Canadian composer, conductor and music educator

Jacques Faubert (born 30 May 1952) is a Canadian composer, conductor, and music educator, known for founding the Mont-Royal Symphony Orchestra.

==Early life and education==
Faubert earned premiers prix in harmony, counterpoint, and fugue from the Conservatoire de musique du Québec à Montréal (CMQM) where he studied with Jean-Louis Martinet, Gaston Arel, and Pierre Mollet from 1970 to 1976. He then went to France to study at the Paris Conservatory with Marcel Bitsch and Jacques Castérède from 1976 to 1979, earning premier prizes in fugue and music analysis.

==Career==
Faubert served as a professor of music at the Conservatoire de musique du Québec à Trois-Rivières.

In 1985 his choral work "Messe de la Saint-Jean-Baptiste", commissioned by the Archdiocese of Montreal, was premiered by a 150 voice choir at St-Jean-Baptiste Church.

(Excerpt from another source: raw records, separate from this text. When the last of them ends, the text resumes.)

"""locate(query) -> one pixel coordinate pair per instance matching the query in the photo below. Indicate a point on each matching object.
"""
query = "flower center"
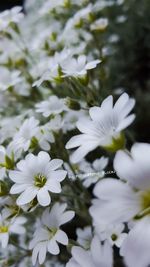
(40, 180)
(114, 237)
(146, 200)
(52, 231)
(3, 229)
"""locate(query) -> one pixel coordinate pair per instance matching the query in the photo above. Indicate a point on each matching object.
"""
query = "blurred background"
(6, 4)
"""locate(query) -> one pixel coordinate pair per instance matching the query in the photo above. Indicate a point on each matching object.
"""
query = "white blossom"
(36, 176)
(104, 126)
(98, 256)
(49, 234)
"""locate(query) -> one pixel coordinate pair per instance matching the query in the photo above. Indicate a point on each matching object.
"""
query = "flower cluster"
(74, 187)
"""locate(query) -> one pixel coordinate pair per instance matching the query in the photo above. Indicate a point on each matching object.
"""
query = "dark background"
(6, 4)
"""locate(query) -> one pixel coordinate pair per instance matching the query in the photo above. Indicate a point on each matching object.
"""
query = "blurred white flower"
(9, 16)
(111, 232)
(92, 172)
(52, 106)
(8, 226)
(78, 67)
(49, 234)
(9, 78)
(98, 256)
(99, 24)
(103, 128)
(36, 176)
(28, 130)
(130, 199)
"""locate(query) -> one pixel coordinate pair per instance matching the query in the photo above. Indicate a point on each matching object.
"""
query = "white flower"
(98, 256)
(103, 128)
(92, 172)
(128, 199)
(53, 105)
(84, 236)
(70, 119)
(49, 234)
(78, 67)
(6, 161)
(28, 130)
(50, 5)
(136, 246)
(45, 137)
(99, 24)
(36, 176)
(8, 226)
(9, 78)
(112, 233)
(8, 16)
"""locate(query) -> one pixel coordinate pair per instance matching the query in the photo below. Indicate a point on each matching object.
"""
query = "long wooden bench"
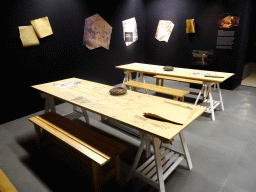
(98, 148)
(162, 78)
(176, 93)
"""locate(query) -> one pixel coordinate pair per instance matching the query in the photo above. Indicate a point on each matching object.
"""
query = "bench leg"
(49, 103)
(117, 168)
(86, 116)
(38, 135)
(96, 175)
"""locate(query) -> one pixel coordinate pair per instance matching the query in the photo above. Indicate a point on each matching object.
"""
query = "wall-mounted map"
(164, 30)
(97, 32)
(130, 31)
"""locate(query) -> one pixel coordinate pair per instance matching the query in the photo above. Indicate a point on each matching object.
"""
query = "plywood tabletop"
(127, 109)
(177, 72)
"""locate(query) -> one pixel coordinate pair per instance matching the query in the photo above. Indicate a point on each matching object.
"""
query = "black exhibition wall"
(178, 51)
(63, 55)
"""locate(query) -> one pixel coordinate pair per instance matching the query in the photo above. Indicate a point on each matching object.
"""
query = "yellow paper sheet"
(171, 112)
(28, 36)
(42, 27)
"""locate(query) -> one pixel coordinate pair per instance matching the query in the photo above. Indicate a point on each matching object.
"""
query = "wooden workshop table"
(208, 80)
(128, 109)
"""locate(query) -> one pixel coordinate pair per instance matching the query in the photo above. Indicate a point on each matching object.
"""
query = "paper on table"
(205, 73)
(170, 112)
(42, 27)
(28, 36)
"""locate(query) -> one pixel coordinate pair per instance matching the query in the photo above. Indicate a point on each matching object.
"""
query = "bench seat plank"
(91, 143)
(179, 79)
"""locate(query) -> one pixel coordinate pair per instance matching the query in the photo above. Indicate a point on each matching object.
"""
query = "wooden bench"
(162, 78)
(98, 148)
(176, 93)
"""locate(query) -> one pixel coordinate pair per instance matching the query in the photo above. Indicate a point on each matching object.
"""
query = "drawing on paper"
(130, 31)
(68, 84)
(164, 30)
(97, 32)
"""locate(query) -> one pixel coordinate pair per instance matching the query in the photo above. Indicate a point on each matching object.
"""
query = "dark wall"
(178, 50)
(63, 55)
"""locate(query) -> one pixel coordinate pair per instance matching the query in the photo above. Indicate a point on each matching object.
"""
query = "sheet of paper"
(164, 30)
(97, 32)
(175, 113)
(28, 36)
(130, 31)
(205, 73)
(42, 27)
(68, 84)
(190, 23)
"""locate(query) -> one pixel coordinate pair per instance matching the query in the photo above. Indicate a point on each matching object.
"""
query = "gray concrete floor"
(223, 152)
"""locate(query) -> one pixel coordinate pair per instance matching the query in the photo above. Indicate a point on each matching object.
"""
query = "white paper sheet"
(164, 30)
(130, 31)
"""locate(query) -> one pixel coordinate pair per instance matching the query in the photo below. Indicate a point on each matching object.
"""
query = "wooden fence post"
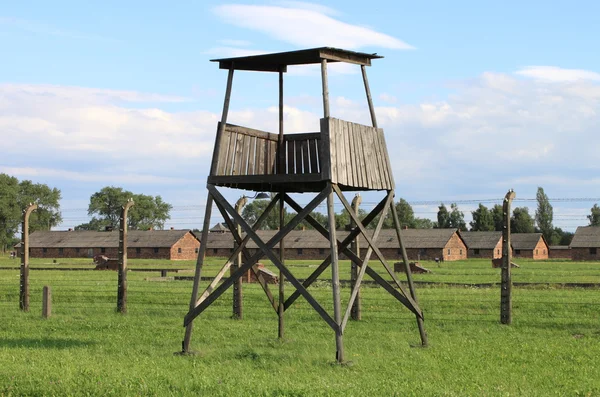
(506, 280)
(355, 312)
(47, 302)
(24, 287)
(122, 288)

That year joined the music faculty of the CMQM, where he taught harmony until 2005. He also composed two psalms for the vocal group Arioso.

IN 1986 Faubert conducted the newly formed choir of the Orchestre Métropolitain.

In 1987 Faubert founded the Mont-Royal Symphony Orchestra and its choir. He directed both until 1997, after which he shared some of these responsibilities with Michel Brousseau.